JavaScript obfuscators are widely deployed to protect intellectual property and resist reverse engineering, yet their correctness has been largely overlooked compared to performance and resilience. Existing evaluations typically measure resistance to deobfuscation, leaving the critical question of whether obfuscators preserve program semantics unanswered. Incorrect transformations can silently alter functionality, compromise reliability, and erode security-undermining the very purpose of obfuscation. To address this gap, we present OBsmith, a novel framework to systematically test JavaScript obfuscators using large language models (LLMs). OBsmith leverages LLMs to generate program sketches abstract templates capturing diverse language constructs, idioms, and corner cases-which are instantiated into executable programs and subjected to obfuscation under different configurations. Besides LLM-powered sketching, OBsmith also employs a second source: automatic extraction of sketches from real programs. This extraction path enables more focused testing of project specific features and lets developers inject domain knowledge into the resulting test cases. OBsmith uncovers 11 previously unknown correctness bugs. Under an equal program budget, five general purpose state-of-the-art JavaScript fuzzers (FuzzJIT, Jsfunfuzz, Superion, DIE, Fuzzilli) failed to detect these issues, highlighting OBsmith's complementary focus on obfuscation induced misbehavior. An ablation shows that all components except our generic MRs contribute to at least one bug class; the negative MR result suggests the need for obfuscator-specific metamorphic relations. Our results also seed discussion on how to balance obfuscation presets and performance cost. We envision OBsmith as an important step towards automated testing and quality assurance of obfuscators and other semantic-preserving toolchains.

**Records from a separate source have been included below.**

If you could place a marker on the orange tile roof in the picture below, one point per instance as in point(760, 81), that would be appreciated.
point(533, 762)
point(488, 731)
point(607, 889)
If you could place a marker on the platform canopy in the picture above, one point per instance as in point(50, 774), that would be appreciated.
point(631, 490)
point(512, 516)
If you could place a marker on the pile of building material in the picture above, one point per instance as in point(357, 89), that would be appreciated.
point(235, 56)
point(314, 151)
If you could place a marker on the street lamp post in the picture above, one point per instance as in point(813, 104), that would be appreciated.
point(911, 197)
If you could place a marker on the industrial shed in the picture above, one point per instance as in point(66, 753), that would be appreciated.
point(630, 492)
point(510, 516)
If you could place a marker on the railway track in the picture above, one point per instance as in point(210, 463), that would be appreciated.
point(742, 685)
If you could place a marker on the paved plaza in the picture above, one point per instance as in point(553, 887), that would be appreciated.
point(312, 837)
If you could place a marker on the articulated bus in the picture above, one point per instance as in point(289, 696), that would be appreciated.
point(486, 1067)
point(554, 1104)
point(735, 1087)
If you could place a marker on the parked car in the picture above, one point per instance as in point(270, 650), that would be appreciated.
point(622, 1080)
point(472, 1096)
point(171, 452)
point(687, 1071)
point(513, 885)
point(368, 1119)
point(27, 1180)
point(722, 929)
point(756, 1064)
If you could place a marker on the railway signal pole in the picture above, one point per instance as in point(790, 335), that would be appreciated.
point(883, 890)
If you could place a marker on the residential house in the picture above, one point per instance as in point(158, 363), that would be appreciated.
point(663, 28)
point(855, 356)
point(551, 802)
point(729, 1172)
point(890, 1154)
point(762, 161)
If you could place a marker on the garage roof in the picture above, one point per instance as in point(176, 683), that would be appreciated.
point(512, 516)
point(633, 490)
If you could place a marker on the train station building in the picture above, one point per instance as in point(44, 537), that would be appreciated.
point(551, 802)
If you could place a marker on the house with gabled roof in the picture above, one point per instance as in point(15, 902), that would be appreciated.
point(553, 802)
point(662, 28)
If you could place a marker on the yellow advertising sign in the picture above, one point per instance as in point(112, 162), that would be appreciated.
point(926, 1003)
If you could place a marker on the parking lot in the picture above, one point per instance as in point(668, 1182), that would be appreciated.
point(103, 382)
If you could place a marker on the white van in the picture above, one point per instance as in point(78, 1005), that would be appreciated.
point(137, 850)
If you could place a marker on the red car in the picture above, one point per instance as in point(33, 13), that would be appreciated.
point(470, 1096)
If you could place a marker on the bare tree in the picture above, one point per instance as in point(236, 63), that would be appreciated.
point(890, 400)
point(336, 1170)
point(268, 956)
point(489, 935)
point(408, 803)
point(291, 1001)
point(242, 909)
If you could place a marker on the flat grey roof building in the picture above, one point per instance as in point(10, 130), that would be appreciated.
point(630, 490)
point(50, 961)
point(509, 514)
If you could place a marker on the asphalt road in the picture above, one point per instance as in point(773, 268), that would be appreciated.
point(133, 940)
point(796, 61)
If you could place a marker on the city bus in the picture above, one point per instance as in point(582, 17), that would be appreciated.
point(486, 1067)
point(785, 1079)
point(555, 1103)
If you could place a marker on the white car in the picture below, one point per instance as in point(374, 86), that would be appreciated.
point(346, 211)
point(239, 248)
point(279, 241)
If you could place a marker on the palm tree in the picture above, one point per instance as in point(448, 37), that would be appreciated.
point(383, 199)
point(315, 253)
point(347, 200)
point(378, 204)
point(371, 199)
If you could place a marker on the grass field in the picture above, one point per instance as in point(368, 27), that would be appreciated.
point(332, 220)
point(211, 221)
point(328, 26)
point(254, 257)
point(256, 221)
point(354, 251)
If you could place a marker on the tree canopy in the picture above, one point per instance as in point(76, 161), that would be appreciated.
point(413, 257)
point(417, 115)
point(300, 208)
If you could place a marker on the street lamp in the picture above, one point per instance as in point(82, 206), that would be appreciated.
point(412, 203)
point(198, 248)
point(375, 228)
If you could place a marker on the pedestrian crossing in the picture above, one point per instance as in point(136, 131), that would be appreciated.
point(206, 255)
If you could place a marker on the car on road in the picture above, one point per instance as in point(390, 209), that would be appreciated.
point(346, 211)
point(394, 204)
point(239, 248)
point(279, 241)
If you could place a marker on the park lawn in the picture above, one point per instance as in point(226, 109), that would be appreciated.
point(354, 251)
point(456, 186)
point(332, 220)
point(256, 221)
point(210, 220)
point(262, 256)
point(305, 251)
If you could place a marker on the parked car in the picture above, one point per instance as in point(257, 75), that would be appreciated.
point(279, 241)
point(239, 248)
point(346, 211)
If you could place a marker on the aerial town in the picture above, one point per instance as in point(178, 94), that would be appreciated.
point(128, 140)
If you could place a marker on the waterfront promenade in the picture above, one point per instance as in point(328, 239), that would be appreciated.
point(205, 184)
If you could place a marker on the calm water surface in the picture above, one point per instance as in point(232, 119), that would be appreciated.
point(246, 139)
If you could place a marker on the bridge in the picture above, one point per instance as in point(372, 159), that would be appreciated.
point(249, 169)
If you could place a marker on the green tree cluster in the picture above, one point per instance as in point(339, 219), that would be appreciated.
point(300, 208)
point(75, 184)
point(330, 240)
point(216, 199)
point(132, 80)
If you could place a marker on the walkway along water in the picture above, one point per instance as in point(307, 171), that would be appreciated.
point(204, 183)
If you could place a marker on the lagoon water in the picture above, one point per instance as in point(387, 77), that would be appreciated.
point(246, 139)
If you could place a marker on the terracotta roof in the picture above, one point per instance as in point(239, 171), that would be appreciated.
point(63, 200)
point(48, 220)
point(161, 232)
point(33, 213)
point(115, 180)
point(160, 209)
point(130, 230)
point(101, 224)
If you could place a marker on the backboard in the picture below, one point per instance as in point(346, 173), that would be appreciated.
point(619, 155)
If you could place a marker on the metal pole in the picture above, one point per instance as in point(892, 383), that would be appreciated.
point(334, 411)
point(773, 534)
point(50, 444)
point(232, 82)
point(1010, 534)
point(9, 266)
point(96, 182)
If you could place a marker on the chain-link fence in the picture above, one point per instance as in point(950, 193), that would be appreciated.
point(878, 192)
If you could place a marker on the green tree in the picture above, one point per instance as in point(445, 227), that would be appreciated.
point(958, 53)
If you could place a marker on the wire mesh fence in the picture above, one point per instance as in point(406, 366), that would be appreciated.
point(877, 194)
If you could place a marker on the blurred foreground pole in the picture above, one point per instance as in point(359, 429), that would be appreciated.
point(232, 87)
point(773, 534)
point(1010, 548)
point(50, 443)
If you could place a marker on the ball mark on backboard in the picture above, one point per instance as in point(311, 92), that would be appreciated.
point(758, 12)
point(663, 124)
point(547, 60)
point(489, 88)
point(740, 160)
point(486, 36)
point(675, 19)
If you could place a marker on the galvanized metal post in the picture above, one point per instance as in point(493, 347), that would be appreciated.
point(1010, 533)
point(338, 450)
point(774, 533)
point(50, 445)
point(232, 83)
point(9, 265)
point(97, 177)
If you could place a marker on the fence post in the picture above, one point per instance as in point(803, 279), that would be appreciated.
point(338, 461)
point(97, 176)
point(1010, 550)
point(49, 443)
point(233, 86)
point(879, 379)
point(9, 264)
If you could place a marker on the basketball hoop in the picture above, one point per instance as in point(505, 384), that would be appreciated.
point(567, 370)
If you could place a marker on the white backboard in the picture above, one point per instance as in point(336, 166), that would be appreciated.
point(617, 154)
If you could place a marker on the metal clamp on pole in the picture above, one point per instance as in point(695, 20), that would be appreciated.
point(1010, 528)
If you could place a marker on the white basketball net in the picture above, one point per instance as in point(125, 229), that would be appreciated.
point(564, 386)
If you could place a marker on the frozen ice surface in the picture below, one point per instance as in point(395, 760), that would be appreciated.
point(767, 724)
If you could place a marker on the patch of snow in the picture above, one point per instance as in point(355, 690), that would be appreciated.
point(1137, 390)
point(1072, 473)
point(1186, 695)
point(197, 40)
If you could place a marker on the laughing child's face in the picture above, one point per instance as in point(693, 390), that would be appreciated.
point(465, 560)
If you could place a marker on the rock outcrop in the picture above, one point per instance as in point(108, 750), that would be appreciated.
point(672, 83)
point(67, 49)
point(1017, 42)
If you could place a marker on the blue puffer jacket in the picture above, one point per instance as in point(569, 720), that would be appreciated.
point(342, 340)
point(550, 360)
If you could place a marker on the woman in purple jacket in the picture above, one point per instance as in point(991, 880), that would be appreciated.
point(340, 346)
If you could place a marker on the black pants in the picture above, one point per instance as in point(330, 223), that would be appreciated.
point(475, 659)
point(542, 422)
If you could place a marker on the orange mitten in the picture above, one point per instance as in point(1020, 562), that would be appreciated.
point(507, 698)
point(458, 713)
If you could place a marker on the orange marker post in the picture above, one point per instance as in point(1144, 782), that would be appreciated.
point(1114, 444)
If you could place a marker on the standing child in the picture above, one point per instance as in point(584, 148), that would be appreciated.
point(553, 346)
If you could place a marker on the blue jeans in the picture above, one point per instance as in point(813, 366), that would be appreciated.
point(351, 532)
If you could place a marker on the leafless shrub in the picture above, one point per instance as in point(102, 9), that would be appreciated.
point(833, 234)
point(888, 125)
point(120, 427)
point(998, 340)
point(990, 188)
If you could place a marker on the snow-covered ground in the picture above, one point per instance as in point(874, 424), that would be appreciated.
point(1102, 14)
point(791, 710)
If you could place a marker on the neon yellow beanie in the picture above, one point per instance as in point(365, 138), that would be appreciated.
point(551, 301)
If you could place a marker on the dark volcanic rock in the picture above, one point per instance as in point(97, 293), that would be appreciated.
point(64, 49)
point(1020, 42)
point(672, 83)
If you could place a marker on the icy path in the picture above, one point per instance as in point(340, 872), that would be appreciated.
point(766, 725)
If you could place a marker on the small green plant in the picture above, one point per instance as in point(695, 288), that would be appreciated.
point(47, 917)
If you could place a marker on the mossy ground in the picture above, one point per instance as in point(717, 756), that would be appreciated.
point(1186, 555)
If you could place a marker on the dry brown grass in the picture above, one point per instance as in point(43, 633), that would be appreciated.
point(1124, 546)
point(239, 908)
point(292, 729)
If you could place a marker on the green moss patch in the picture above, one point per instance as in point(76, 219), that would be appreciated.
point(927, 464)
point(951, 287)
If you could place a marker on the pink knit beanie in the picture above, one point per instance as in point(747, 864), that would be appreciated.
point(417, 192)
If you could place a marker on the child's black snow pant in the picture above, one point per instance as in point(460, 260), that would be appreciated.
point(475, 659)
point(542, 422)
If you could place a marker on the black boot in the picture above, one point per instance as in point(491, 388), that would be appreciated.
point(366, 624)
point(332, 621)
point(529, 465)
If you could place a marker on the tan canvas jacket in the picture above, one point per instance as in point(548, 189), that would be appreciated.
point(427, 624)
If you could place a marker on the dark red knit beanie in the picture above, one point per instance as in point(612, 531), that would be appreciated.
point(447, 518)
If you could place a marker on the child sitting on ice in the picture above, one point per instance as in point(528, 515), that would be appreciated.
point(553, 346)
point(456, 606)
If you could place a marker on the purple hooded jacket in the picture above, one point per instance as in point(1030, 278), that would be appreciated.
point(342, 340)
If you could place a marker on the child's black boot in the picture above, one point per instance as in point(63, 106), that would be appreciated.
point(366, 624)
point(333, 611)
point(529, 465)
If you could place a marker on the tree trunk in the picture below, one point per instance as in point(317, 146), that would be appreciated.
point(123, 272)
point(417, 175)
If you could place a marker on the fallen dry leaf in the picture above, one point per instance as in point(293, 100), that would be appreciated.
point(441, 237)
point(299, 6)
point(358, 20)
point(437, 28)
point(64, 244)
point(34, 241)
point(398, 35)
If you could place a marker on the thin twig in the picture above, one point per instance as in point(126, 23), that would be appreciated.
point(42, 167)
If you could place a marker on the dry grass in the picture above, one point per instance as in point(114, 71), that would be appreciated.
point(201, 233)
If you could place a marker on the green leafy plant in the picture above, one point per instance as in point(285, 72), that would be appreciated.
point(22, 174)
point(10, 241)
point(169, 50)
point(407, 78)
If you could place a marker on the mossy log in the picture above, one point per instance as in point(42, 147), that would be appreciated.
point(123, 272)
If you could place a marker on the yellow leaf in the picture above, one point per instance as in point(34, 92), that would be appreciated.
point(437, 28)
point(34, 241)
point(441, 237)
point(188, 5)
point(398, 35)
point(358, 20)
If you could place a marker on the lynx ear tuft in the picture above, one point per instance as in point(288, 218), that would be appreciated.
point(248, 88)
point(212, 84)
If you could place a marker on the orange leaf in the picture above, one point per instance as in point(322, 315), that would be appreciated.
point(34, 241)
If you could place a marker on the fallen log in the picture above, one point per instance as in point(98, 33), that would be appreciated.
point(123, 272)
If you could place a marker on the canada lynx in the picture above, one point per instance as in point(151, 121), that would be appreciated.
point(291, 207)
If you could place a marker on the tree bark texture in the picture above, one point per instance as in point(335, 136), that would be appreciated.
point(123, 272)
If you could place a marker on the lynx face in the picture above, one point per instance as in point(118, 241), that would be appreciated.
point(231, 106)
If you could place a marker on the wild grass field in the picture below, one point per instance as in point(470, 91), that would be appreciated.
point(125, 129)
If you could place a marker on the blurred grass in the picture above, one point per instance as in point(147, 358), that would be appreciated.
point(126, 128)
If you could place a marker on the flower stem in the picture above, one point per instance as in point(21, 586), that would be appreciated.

翻译：JavaScript混淆器被广泛用于保护知识产权和抵御逆向工程，但其正确性问题相较于性能和抗逆向能力在很大程度上被忽视。现有评估通常仅衡量其抗反混淆能力，而混淆器是否保持程序语义这一关键问题仍未得到解答。错误的转换可能悄无声息地改变功能、损害可靠性并削弱安全性——这恰恰违背了混淆的根本目的。为填补这一空白，我们提出了OBsmith，一个利用大语言模型（LLMs）系统化测试JavaScript混淆器的新框架。OBsmith利用LLMs生成程序草图——即捕获多样化语言结构、惯用法和边界情况的抽象模板——这些模板被实例化为可执行程序，并在不同配置下进行混淆处理。除了基于LLM的草图生成，OBsmith还采用第二种来源：从真实程序中自动提取草图。这种提取路径支持对项目特定功能进行更聚焦的测试，并允许开发者将领域知识注入生成的测试用例中。OBsmith发现了11个先前未知的正确性缺陷。在相同程序预算下，五种通用型最先进的JavaScript模糊测试工具（FuzzJIT、Jsfunfuzz、Superion、DIE、Fuzzilli）均未能检测到这些问题，凸显了OBsmith对混淆引发异常行为的互补性关注。消融实验表明，除通用蜕变关系外，所有组件均对至少一类缺陷的发现有所贡献；通用蜕变关系的阴性结果提示需要针对混淆器设计特定的蜕变关系。我们的研究结果还引发了关于如何平衡混淆预设与性能成本的讨论。我们期望OBsmith能成为迈向混淆器及其他语义保持工具链自动化测试与质量保障的重要一步。